Dans son commentaire, FXMaq m’a orienté vers le mûrissement de backlog. Bonne idée.

En fait j’en parle déjà dans l’édition deux. Dans le §5.4.2 donc à la fin du chapitre sur le Backlog je conseille dans les choses à essayer de “Cultiver son backlog”. C’est ce que FXMaq appelle joliment mûrir et qui vient de l’anglais grooming.

J’en parlais même dans l’édition 1 où j’avais employé le doux verbe bichonner : le Product Owner bichonne son backlog.
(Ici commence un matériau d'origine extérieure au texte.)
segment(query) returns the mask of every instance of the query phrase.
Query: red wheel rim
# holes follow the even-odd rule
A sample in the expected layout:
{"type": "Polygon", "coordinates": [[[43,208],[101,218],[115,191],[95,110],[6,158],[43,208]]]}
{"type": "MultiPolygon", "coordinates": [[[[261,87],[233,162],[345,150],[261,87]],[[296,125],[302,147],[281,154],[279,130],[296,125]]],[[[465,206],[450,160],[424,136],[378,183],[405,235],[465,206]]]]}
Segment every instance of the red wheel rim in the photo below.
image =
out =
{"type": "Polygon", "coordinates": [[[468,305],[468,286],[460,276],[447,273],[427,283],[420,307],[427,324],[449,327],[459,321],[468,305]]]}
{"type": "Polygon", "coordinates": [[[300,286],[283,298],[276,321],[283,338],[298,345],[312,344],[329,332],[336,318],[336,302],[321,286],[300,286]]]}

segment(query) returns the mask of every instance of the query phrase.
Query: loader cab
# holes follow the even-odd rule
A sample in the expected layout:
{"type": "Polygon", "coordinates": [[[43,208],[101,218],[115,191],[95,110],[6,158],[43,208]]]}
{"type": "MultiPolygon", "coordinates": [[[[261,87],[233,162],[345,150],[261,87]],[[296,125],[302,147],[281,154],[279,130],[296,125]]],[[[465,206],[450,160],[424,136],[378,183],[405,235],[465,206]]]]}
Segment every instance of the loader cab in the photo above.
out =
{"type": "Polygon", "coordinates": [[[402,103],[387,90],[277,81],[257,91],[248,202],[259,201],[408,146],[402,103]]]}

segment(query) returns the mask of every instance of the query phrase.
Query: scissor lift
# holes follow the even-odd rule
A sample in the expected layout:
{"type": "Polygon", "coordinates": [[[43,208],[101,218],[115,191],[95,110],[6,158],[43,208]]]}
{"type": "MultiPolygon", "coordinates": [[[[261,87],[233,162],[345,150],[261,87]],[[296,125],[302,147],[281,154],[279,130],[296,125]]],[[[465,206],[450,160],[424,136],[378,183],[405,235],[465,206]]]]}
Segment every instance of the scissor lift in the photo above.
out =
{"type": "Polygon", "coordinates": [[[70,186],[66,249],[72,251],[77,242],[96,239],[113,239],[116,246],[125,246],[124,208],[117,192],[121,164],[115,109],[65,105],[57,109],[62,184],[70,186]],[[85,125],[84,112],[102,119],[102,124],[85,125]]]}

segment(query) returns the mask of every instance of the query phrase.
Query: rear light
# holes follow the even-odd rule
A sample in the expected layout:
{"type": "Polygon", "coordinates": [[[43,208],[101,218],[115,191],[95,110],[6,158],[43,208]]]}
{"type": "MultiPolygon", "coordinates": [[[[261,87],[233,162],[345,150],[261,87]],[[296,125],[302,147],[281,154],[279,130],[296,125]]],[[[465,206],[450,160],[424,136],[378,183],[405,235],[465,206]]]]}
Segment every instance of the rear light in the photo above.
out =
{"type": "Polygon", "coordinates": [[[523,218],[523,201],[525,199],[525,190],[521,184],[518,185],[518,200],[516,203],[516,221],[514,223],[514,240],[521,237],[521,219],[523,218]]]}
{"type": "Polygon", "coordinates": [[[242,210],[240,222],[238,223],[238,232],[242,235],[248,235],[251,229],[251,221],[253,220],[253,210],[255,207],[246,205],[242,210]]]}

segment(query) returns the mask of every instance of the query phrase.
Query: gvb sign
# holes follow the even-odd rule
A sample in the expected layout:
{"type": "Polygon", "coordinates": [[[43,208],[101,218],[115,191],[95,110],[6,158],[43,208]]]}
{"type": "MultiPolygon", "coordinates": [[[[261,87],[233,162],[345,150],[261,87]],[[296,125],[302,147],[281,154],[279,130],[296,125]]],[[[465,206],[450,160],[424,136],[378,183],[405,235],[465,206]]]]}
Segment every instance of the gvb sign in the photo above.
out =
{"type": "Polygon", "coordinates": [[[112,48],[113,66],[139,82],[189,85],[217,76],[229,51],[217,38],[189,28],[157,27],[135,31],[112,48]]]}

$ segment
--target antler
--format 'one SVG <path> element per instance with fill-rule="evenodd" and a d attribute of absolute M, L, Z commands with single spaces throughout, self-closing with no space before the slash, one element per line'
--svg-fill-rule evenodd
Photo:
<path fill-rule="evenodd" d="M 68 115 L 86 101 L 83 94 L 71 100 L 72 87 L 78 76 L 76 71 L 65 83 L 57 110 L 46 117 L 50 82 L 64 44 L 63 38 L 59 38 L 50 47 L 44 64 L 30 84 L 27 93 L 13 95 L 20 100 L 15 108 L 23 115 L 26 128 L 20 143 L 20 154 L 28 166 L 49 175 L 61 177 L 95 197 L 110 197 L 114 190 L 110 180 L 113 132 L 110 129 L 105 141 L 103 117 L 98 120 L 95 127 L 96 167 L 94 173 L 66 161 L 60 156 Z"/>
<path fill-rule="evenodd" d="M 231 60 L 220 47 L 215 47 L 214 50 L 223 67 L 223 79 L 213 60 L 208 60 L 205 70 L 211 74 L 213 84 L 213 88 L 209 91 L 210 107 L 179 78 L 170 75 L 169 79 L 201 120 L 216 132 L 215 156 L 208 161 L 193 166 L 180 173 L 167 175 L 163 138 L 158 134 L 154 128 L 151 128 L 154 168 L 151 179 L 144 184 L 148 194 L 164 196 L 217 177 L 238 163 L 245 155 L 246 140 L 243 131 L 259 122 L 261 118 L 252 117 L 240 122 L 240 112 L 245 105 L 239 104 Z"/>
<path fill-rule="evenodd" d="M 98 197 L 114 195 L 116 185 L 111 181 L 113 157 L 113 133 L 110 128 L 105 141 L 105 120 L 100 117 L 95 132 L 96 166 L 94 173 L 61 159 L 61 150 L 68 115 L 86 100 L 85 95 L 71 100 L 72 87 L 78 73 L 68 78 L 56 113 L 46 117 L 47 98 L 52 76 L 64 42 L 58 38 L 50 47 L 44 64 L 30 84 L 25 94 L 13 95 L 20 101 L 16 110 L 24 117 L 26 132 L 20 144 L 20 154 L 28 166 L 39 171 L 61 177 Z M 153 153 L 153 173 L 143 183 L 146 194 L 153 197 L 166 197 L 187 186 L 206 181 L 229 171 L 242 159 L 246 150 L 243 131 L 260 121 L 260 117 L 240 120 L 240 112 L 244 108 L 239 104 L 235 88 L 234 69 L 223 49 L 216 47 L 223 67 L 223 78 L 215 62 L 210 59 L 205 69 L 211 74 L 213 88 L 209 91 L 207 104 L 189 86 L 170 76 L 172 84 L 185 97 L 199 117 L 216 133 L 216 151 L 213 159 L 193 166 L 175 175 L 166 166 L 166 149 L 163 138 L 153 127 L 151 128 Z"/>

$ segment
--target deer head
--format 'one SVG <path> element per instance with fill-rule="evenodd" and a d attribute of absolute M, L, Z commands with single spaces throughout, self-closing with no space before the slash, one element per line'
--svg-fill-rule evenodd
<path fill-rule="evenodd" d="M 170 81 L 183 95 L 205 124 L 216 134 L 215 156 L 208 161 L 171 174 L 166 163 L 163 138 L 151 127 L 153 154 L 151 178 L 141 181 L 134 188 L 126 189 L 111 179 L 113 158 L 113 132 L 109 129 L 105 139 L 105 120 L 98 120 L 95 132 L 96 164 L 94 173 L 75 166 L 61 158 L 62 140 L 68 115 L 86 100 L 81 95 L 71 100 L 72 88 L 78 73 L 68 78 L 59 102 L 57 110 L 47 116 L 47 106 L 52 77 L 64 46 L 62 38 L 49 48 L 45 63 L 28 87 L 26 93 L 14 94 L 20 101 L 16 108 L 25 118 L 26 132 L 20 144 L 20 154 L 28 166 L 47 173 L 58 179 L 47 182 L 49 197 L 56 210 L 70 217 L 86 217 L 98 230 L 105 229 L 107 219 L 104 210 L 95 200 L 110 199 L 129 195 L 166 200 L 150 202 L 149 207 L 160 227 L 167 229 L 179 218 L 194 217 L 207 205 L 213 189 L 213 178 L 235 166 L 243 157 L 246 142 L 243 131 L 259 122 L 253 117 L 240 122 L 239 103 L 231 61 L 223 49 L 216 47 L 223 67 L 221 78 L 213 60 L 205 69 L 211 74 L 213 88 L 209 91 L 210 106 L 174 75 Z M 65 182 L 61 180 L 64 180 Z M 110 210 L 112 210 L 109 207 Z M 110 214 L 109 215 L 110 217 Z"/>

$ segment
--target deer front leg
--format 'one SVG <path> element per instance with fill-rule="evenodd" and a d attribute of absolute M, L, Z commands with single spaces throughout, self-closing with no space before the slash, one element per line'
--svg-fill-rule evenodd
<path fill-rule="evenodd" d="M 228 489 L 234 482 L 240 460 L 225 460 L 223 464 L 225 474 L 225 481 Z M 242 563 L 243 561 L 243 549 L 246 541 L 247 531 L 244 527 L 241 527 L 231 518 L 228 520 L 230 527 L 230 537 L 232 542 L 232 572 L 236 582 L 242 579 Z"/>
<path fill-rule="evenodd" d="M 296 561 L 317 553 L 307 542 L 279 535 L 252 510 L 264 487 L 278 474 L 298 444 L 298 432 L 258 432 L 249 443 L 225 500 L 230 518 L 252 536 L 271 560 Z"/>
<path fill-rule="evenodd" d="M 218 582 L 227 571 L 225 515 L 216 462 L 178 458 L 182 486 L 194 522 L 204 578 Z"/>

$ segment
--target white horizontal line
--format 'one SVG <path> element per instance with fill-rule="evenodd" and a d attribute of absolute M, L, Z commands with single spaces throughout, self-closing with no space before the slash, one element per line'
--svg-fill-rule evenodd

C’était bien aussi finalement.

Bon, dans la dernière édition, je disais donc cultiver et je vais insister dans l’édition 3 en parlant de culture et même de bac de culture, la partie du backlog où l’on cultive les stories.

J’aime aussi l’idée de mûrissement, mais je l’utilise pour autre chose, métaphore pour les stories finies, que les parties prenantes peuvent récolter, comme on récolte des fruits arrivés à… mûrissement.

Sur le fond, je suis d’accord avec FXMaq : la diffusion de Scrum s’amplifiant, l’usage du backlog s’étend et le besoin pour les PO d’avoir des pistes sur la façon de transformer les idées initiales en stories prêtes à être développées dans un sprint se fait le jour.

Pour collecter ces idées initiales venant de tout le monde, j’avais déjà introduit le bac à sable.

Alors après le bac à sable, voici le bac de culture, l’endroit où on fait pousser de belles stories, jusqu’à ce qu’elles soient prêtes à rentrer dans un sprint.

J’ai déjà le beau dessin de Patrice, mon illustrateur bien aimé, qui va probablement accompagner le texte sur le bac(klog) de culture.